Page 163 - Sastra Anak Sandi Budiana, M.Pd
P. 163
Lomba cerdas cermat pun diadakan. Tentu Vivian yang
memang pintar itu menang. Lawannya sangat kagum dengan
kecerdasan Vivian. Beberapa orang tetap tidak menerima
kekalahan bangsanya. Namun sekalipun perlahan, beberapa
orang sudah luluh karena kemampuan Vivian. Beberapa orang
juga menyadari bahwa Vivian merupakan anak perempuan
yang cantik dan cerdas. Warga yang masih Sang Magus untuk
mengadakan lomba lainnya. Sang Magus menatap Vivian,
Bagaimana Vivian, apakah kamu masih mau berlomba?”
“Baiklah, ayo lanjutkan lomba.” Jawab Vivian dengan tekanan
suara dilembutkan. Ini adalah lomba terakhir. Lomba
tradisional di tempat ini. Lomba bertahan di bawah cahaya
matahari. Perlombaan pun dimulai. Pada menit satu, dua, tiga,
empat, lima, sampai menit ke sepuluh keduanya tampak baik-
baik saja. Namun memasuki menit ke-20 lawan Vivian pingsan.
Cahaya matahari yang panas membakar kulitnya.

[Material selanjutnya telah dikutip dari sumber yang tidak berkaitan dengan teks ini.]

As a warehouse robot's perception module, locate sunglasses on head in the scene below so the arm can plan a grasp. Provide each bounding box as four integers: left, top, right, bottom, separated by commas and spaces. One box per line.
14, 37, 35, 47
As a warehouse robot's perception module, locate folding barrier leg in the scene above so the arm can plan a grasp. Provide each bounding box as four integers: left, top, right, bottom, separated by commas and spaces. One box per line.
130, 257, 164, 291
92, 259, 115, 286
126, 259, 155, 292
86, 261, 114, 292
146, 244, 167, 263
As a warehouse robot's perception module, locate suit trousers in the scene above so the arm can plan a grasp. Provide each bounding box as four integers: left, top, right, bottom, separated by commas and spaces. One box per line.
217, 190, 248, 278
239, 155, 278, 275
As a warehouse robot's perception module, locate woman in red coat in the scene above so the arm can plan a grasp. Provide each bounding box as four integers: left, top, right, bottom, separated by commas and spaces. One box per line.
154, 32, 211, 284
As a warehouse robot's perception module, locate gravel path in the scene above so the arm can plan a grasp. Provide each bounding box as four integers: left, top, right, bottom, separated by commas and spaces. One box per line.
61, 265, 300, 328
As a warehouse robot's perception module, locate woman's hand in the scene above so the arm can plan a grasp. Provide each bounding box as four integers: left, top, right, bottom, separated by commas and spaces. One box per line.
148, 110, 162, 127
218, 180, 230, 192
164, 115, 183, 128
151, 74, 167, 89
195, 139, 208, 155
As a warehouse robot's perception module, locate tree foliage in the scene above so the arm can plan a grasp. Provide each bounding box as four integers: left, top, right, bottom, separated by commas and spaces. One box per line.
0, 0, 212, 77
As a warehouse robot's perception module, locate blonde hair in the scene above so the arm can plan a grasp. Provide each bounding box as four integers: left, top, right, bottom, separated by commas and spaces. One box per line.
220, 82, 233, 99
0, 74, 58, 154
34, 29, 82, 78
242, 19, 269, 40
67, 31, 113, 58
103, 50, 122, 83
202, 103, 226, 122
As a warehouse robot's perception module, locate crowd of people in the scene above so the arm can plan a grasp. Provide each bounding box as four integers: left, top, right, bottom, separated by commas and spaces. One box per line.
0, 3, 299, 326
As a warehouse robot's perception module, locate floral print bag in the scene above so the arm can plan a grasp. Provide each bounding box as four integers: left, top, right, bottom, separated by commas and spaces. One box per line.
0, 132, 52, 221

Vivian berlari ke arah lawannya dan membantunya ke
tempat teduh. Orang-orang bingung dengan apa yang harus
dilakukan, tetapi Vivian langsung mengobati kulit lawan yang
terbakar. Vivian sangat sibuk mengobati lawannya sampai
tanpa sadar seluruh warga di sana mulai mengaguminya.
Beberapa saat kemudian lawannya terbangun. Vivian yang
sedang mengobatinya langsung memeluknya.